Kulp’ta madene karşı tepkiler büyüyor: Warê cuye ma ra durî vinderê

    Kulp’ta çalışmaları yürütülen madenle yaşam alanlarının zehirleneceğini belirten bölge halkının direnişi sürüyor: “Suyumuzu, bağlarımızı, ağaçlarımızı bir bütün olarak talan edecekler. Toprağımızı paraya vermeyiz.”

    Kulp'ta çalışmaları yürütülen madenle

    Çewlik.net – Diyarbakır’ın Kulp ilçesinde Kasor Havzası’nda sürdürülen maden çalışmalarına karşı dün ortak eylem yapan yerel yönetimler, sivil toplum kuruluşları ve bölge halkı, “Bu dağlar evimiz, şirketlere vermeyeceğiz” sözleriyle tepki gösterdi.

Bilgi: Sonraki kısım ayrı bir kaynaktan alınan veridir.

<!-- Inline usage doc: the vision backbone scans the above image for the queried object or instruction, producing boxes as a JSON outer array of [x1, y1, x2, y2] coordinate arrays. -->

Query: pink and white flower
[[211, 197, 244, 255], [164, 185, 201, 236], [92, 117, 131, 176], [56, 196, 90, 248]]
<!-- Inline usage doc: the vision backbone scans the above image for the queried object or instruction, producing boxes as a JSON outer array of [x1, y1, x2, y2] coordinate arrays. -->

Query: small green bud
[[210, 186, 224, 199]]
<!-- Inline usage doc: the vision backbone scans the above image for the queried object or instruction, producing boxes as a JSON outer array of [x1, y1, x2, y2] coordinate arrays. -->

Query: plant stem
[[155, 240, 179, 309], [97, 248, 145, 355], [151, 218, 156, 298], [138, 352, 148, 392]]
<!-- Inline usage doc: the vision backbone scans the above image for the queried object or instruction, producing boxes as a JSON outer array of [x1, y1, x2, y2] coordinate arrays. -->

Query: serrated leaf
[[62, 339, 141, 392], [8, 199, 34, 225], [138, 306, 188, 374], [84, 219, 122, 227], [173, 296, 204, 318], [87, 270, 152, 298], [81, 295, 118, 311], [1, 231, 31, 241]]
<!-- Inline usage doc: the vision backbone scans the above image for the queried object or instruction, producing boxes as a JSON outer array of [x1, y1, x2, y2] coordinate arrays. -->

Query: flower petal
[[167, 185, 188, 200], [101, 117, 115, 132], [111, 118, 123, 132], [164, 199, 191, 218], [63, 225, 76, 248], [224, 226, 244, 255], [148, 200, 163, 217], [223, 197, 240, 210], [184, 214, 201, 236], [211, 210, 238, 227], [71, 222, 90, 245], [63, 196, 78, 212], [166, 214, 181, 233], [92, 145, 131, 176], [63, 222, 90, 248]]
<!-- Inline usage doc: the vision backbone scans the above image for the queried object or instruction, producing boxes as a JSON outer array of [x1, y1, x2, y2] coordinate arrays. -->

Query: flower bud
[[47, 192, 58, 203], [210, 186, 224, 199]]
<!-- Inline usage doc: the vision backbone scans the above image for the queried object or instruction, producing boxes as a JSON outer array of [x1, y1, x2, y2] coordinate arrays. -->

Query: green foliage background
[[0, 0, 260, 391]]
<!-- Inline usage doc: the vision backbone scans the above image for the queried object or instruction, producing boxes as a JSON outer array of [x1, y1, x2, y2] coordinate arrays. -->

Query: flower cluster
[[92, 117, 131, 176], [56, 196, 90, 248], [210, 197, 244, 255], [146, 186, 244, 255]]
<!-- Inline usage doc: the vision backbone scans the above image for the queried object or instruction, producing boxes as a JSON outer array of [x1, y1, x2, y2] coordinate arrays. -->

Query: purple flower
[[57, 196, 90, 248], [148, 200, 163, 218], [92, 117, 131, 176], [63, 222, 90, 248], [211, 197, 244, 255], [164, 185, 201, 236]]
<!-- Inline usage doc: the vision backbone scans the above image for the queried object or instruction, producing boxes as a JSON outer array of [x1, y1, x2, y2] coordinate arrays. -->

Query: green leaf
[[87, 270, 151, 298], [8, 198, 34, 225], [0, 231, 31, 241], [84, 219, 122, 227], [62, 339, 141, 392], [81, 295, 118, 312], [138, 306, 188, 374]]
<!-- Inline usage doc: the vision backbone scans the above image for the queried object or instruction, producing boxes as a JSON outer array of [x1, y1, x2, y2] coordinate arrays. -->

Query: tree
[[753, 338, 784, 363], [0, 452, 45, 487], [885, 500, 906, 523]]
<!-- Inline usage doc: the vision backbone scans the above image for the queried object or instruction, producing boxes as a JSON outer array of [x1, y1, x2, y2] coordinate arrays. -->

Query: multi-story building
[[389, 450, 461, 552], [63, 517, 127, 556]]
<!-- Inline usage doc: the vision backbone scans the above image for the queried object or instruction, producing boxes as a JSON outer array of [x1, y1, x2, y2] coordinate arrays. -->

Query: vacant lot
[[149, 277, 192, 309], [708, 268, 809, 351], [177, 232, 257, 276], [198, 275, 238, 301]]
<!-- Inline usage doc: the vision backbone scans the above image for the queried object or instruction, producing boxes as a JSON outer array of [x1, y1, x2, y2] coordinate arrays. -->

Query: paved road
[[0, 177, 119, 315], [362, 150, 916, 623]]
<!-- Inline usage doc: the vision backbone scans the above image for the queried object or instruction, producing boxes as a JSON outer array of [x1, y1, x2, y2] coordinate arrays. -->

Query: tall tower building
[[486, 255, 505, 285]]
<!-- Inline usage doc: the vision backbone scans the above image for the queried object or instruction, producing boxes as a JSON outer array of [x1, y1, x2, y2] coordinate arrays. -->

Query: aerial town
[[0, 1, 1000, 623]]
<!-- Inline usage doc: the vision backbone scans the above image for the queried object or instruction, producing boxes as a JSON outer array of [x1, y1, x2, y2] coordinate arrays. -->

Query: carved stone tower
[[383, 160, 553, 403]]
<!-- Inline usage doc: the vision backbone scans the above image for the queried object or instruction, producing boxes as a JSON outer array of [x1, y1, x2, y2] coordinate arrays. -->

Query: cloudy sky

    İlçe halkının yürütülen madencilik faaliyetine karşı tepkiler sürüyor. Dün bölgede yapılan eyleme katılan mahalleliler, mücadele kararlılığını vurguladı.

    ‘BU SORUN SADECE 3-4 MAHALLENİN SORUNU DEĞİL’

    Gavgas Mahallesi’nde yaşayan Vadettin Gündüz, yaşam alanlarının peşkeş çekilmesine ilişkin şu tepki de bulundu: “Maden projesi sadece çevre köyleri değil bölgenin tamamını etkileyecek. Bu su, Basra Körfezi’ne kadar gidiyor. Suyumuzu, bağlarımızı, ağaçlarımızı bir bütün olarak talan edecekler. O yüzden bu ticari anlaşmayı kabul etmiyoruz. Toprağımızı paraya vermeyiz. Bu ülkenin başkanı Artvin’den Muğla’ya, Muğla’dan Şırnak’a kadar yerüstünü satmış, şimdi de yeraltını satmaya çalışıyor. Buna izin vermeyeceğiz. Gelsinler turistlik topraklarımıza, turistleri çeksinler. Kazanacakları parayı turistlerle kazansınlar. Siyanürle zehirlemesinler. Ancak en büyük isteğimiz, halkın suyuna sahip çıkması. Bu sorun sadece 3-4 mahallenin sorunu değil.”

    ‘DEVLET BİZİ ZEHİRLİYOR’

    Maden projesine “Mahallemizin zehirlenmesini istemiyoruz” diyerek, tepkisini dile getiren Yüksel Gültekin, “Suyumuz pislenecek, ağaçlarımız kuruyacak. Devlet, bizi koruması gerekirken, zehirliyor. Burada maden çıkarılmasını istemiyoruz, gitsinler” dedi. Tüm çevre köylere de seslenen Gültekin, “Bu davaya sahip çıksınlar. Maden çıkarılmasına izin vermesinler” diye belirtti.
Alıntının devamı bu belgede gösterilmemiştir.